実施例1〜5と比較例1〜3の比較から、総じて本発明における脂肪族ポリエステル樹脂組成物シートを真空成型した場合、非常に離型性が良い(離型時間が短い)ことがわかる。これは、本発明の組成物の結晶化速度が非常に高く、短い時間で剛性が向上することに基づいている。また、得られたトレイの耐熱性も非常に優れていることがわかる。中でも有機化層状ケイ酸塩を含有した場合はその効果が大きい。具体的には5秒程度のサイクル時間で離型し、かつ140℃の耐熱性を示している。一方比較例は一般的な結晶核剤であるタルクを10重量%も添加しても、離型性が非常に悪いことがわかる。
一方、真空成型安定性については、非イオン性界面活性剤の中でも脂肪酸ポリオキシエチレングリセリルを用いた場合に優れた成型結果が得られていることがわかる。更にカルボキシ末端封鎖剤或いは柔軟樹脂を添加することで著しく良好な結果が得られている。加えて、これらの組成物は離型性、耐熱性共に良好である。すなわち本系においてカルボキシ末端封鎖剤及び柔軟樹脂を添加しても本発明の特徴である高い結晶化速度を阻害することは無い。

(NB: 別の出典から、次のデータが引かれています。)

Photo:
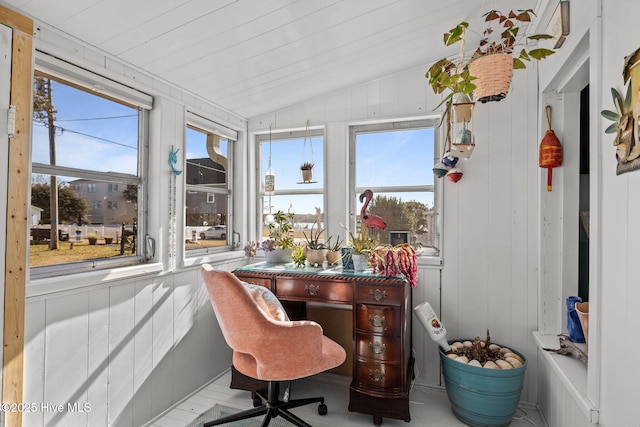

結論として、本発明における脂肪族ポリエステル樹脂組成物から得られるシートは、真空成型における成型性と得られる成型体の耐熱性を両立できる非常にバランスの取れたシートであることがわかる。
Figure 2007246624
本発明の脂肪族ポリエステル樹脂押し出しシートは、成型性と耐熱性の両方に優れるため、食品用容器、飲料用容器、薬品用容器、化粧品用容器等様々な用途の成型容器を製造することができる。

Claims (9)

  1. 脂肪族ポリエステル60.0〜99.9重量%、タルク0.05〜20重量%、及び非イオン性界面活性剤0.05〜20重量%からなる混合組成物を含有する脂肪族ポリエステル樹脂組成物からなる押し出し成型シート。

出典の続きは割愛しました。